With all the hullabaloo about the closing of Underworld this past Sunday, many people forget that there was another bar just down the street that closed its doors a long time ago that was also very influential: Spin. Shanghai-based DJ Siesta (also known as Jane Siesta), who will be playing this Saturday night at Revolver, cites the basement club, which used to be located on Heping East Road (和平東路) as the place that got her into music.
Siesta moved from Taipei to Hong Kong in the late-1990s but missed the scene at Spin terribly when she was gone. “I didn’t grow up listening to electronic music or around nightclubs or raves, but I was a total Spin kid,” she said in an email interview with the Taipei Times. “Living in Hong Kong was very tough because I didn’t have a group of friends or a place like Spin for me to search for my ‘tribemates.’ One year I went back to Taipei for holiday and DJ Mykal (林哲儀) was playing the Aphrodite tune Woman That Rolls and my old friends were already loving this new style of music that I hadn’t heard before. They told me it was called drum and bass and the rest is history.”
Siesta began her career behind the decks when she started throwing drum and bass parties in Hong Kong in 2004 at smaller clubs. “After taking a three-day crash course at my friends house, I thought I’d give it a go,” Siesta said. “It was really to save money by not paying DJs to play the graveyard set before the punters had rolled up to the party.”
Photo courtesy of Jane Siesta
In 2007, Siesta got her first pair of turntables as a birthday present. The next year, she moved to Shanghai and wanted to elevate her deejaying. “I decided to take it seriously and really practice night and day to be a better DJ,” she said.
Siesta’s deejaying and promoting skills started to pay off when her series of parties known as PHREAKTON, planted the seeds of drum and bass in the ears of many young Chinese partygoers. She’s organized events in Shanghai with top-shelf drum and bass DJs such as Andy C, Roni Size, Goldie, Marky, LTJ Bukem and London Elektricity. When asked about her favorite all-time gig, Siesta said, “I can’t answer that because there were so many. The first timers are always the best. It was electrifying when Goldie played for me the first time.”
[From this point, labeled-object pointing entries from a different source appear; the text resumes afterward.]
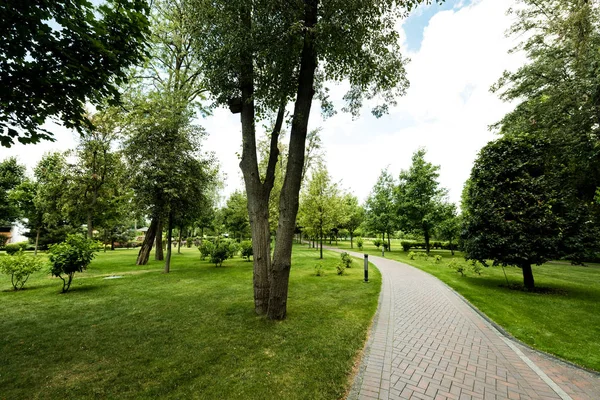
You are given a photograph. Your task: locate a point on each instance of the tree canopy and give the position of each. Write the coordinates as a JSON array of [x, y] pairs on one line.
[[58, 55]]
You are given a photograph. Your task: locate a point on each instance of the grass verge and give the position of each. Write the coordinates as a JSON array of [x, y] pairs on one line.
[[188, 334], [562, 318]]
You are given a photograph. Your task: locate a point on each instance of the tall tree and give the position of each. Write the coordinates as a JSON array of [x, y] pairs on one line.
[[235, 215], [419, 197], [11, 176], [321, 205], [558, 95], [170, 82], [380, 206], [355, 215], [258, 57], [59, 55], [512, 206]]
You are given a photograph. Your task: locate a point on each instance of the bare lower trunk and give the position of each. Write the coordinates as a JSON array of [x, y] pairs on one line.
[[261, 250], [37, 241], [90, 227], [169, 241], [528, 276], [144, 253], [179, 243], [289, 197], [158, 252]]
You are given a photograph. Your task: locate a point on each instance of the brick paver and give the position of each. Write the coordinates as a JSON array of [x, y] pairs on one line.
[[428, 343]]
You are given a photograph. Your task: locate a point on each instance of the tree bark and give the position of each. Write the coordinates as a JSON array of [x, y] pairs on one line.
[[158, 252], [37, 240], [321, 246], [144, 253], [289, 198], [90, 227], [528, 276], [169, 241], [179, 243], [389, 243]]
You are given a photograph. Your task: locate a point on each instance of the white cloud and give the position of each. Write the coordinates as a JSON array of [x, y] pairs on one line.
[[447, 109]]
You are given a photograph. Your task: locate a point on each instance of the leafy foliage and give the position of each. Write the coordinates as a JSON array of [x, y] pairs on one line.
[[346, 259], [419, 198], [72, 255], [11, 175], [20, 266], [61, 55]]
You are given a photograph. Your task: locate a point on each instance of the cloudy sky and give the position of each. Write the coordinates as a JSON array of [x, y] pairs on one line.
[[457, 51]]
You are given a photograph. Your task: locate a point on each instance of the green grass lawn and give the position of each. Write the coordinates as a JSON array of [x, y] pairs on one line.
[[188, 334], [565, 321]]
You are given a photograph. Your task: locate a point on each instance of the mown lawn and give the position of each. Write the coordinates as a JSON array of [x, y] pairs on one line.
[[564, 320], [188, 334]]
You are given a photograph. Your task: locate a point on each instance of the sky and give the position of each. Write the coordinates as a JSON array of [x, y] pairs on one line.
[[457, 51]]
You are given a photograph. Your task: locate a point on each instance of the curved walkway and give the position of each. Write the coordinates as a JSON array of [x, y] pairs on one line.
[[428, 343]]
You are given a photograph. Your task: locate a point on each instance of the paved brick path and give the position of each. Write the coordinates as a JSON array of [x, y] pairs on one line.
[[427, 343]]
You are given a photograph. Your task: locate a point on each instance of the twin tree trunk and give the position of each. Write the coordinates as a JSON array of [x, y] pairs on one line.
[[144, 253], [271, 278]]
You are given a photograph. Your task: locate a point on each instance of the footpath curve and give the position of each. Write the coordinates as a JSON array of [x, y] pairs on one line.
[[427, 342]]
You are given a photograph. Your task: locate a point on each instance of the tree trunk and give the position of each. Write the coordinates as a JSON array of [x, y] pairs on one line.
[[144, 253], [37, 240], [90, 227], [179, 243], [321, 247], [158, 252], [169, 242], [528, 276], [289, 198]]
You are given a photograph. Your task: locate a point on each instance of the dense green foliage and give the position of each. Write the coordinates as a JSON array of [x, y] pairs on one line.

The most recent pinnacle in Siesta’s career happened in 2008 when she was selected to be the first DJ from China to attend the Red Bull Music Academy in Barcelona. There she made a track, Long Night, with drum and bass legends, DJ Zinc and MC Stamina.
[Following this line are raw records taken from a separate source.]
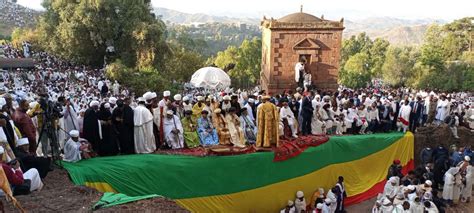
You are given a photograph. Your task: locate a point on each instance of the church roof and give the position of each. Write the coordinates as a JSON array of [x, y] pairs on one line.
[[299, 18]]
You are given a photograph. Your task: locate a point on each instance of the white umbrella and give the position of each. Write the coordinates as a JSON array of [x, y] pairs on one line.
[[210, 78]]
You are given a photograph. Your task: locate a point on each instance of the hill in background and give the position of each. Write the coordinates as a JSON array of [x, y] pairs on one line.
[[396, 31], [13, 15]]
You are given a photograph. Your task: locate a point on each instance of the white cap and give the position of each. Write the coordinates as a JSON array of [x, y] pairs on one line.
[[141, 99], [299, 194], [392, 180], [319, 206], [147, 96], [33, 104], [153, 95], [3, 102], [94, 103], [112, 100], [74, 133], [22, 141]]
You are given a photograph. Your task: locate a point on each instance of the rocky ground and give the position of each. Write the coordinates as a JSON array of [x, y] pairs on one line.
[[61, 195]]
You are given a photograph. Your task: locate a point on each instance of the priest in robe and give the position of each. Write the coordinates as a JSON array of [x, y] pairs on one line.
[[236, 132], [206, 131], [249, 127], [122, 118], [29, 161], [222, 128], [268, 122], [70, 116], [173, 130], [76, 149], [143, 131], [404, 116], [92, 128], [191, 137], [198, 107]]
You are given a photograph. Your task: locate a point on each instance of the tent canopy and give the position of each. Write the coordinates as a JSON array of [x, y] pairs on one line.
[[210, 78]]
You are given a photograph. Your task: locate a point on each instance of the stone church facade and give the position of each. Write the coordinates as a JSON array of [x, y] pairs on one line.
[[295, 36]]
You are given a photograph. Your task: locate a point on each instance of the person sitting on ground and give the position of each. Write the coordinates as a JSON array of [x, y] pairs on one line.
[[289, 208], [22, 183], [206, 131], [191, 137], [300, 202], [29, 161], [76, 148]]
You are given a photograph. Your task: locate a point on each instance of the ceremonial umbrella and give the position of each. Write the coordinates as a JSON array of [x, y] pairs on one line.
[[210, 78]]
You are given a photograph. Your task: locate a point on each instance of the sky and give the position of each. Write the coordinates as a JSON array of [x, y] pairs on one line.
[[332, 9]]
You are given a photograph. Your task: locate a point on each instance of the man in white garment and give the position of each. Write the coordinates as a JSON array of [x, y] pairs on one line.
[[164, 101], [31, 174], [75, 149], [449, 184], [70, 113], [391, 188], [286, 113], [249, 104], [116, 88], [187, 106], [404, 116], [441, 110], [143, 131], [173, 131]]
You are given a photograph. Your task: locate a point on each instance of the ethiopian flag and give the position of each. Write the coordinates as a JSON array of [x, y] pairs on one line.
[[251, 182]]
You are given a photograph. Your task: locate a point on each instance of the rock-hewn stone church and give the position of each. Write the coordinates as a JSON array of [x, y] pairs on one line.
[[300, 35]]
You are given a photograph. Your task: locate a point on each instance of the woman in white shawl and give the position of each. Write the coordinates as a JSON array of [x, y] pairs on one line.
[[449, 181], [317, 125]]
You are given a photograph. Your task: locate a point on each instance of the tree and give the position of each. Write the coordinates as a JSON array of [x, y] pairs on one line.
[[81, 31], [356, 72], [397, 69]]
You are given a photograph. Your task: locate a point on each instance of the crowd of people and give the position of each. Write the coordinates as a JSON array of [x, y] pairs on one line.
[[444, 178], [92, 116], [15, 14]]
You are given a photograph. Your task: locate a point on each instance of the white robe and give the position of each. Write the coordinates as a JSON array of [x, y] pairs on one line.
[[33, 175], [333, 199], [249, 111], [70, 119], [173, 140], [143, 131], [442, 110], [448, 189], [467, 190], [71, 151], [285, 112], [405, 114]]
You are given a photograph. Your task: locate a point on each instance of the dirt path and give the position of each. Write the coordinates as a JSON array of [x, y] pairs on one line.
[[61, 195]]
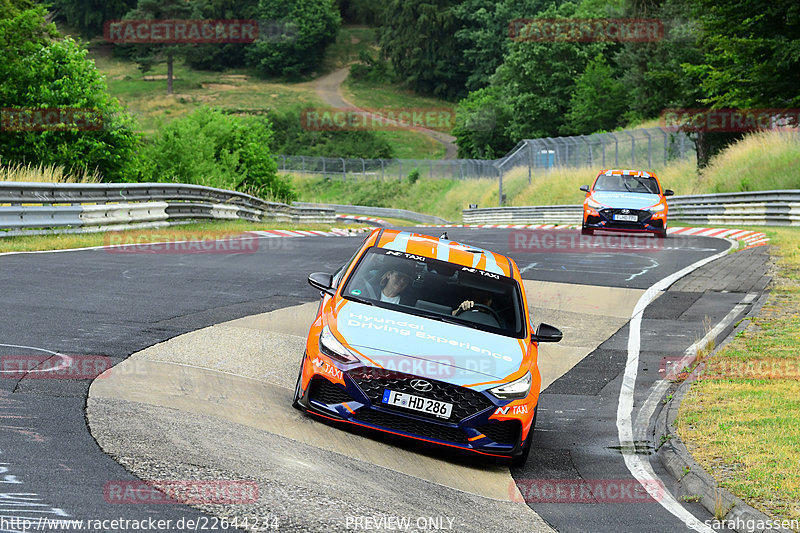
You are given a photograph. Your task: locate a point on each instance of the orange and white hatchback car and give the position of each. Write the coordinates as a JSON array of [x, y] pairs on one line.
[[625, 200], [428, 339]]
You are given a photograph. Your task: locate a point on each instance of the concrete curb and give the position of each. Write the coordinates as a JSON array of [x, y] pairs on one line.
[[677, 460]]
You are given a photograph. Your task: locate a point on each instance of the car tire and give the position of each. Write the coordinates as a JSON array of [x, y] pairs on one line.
[[520, 460], [296, 397]]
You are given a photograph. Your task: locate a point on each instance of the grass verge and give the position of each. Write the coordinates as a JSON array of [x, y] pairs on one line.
[[746, 160], [47, 173], [146, 96], [740, 419], [197, 231]]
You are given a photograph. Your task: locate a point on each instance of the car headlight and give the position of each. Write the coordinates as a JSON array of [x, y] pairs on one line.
[[515, 390], [594, 205], [330, 346]]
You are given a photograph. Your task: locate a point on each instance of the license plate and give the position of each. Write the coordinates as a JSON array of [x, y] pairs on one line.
[[418, 403]]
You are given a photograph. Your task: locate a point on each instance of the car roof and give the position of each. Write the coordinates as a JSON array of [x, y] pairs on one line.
[[618, 172], [445, 250]]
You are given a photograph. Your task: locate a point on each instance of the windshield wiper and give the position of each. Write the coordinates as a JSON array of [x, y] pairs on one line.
[[359, 299]]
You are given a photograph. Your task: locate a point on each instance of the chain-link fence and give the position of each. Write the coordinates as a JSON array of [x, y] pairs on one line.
[[640, 148], [385, 169]]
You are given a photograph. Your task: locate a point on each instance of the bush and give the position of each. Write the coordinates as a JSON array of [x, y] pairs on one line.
[[308, 27], [211, 148], [481, 120], [38, 71], [371, 69]]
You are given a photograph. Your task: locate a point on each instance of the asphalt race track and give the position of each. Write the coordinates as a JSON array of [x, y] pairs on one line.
[[102, 303]]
The DJ business, as well as drum and bass, is dominated by males. Siesta believes that it’s an advantage to being a female drum and bass DJ. “Of course being girls we are given a leg up because there’s extra press and PR value,” she said. “I’m all for it. I believe it’s what you do with it that matters. I’m sure these girls work just as hard, if not harder than their male colleagues and in the end, the music will do the talking.”
Nowadays, Siesta is grooving to the 130-140 beats per minute of UK bassline music and even throws a monthly party in Hong Kong called Wonky Kong.
“It’s just so fun to experiment with different things and mash it up. It reminds me of falling in love with drum and bass in 1999,” she said.
Siesta will be paying extra luggage charges and lugging her vinyl all the way to Revolver for this special night. She said, “I’ll be playing an all vinyl throwback set, trying to fit in my favorite tunes from between 1999 and 2008. The music will be funky, heavy, accelerating, and it’s gotta be girl-friendly!”
I Love Drum and Bass and Night Zoo present DJ Siesta (with Robi Roka, James Ho, Robin Lai and MC Stoppa) tomorrow at Revolver from 9pm to 5am, 1-2, Roosevelt Rd Sec 1, Taipei City (台北市羅斯福路一段1-2號). Admission is NT$350, which includes a drink.